Florida has a different approach to probate

Every state has its own laws that determine what happens during the probate process. Typically, those laws are very similar from state to state, but sometimes there is one state that has a rule quite different from the others. Florida has a law that deviates significantly from the rules in most other states. Florida law specifically prohibits the enforcement of a no-contest clause or penalty clause included in someone’s will. Such a clause will eliminate the inheritance of anyone who contests the will. Having one present won’t necessarily invalidate the whole document, but the courts will not enforce the clause if someone includes it in their documents.

How can someone prevent frivolous litigation?

It’s only natural for someone to worry about conflicts among their beneficiaries diminishing the legacy that they leave needlessly. Although a no-contest clause can’t actually serve its purpose of penalizing someone for a will contest in Florida, testators can still be proactive about contests.

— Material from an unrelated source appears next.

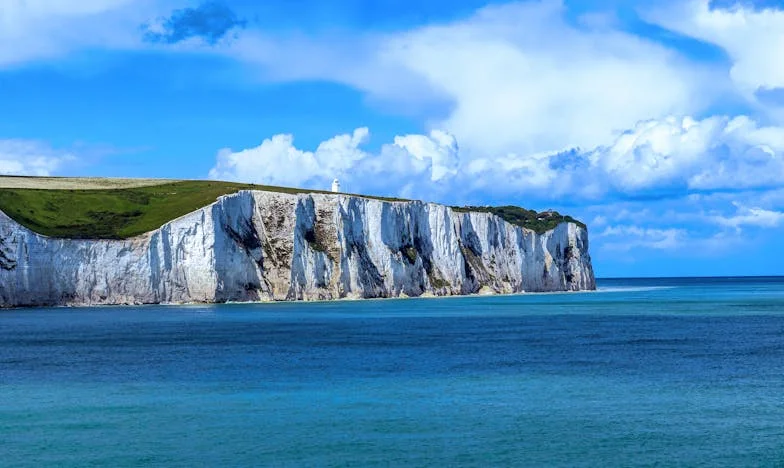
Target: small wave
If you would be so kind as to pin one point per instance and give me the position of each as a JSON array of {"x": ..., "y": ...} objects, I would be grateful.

There are other tactics that people can utilize without integrating a no-contest clause into their documents. Some test guitars might use a trust, while others might be more assertive about communicating their wishes to their family members. There are different tactics available depending on someone’s family dynamics and the assets they want to leave behind for others when they die.

Learning about the unique probate laws in Florida may help people who intend to create an estate plan achieve their specific goals more efficiently and effectively. Seeking legal guidance is a good way to start.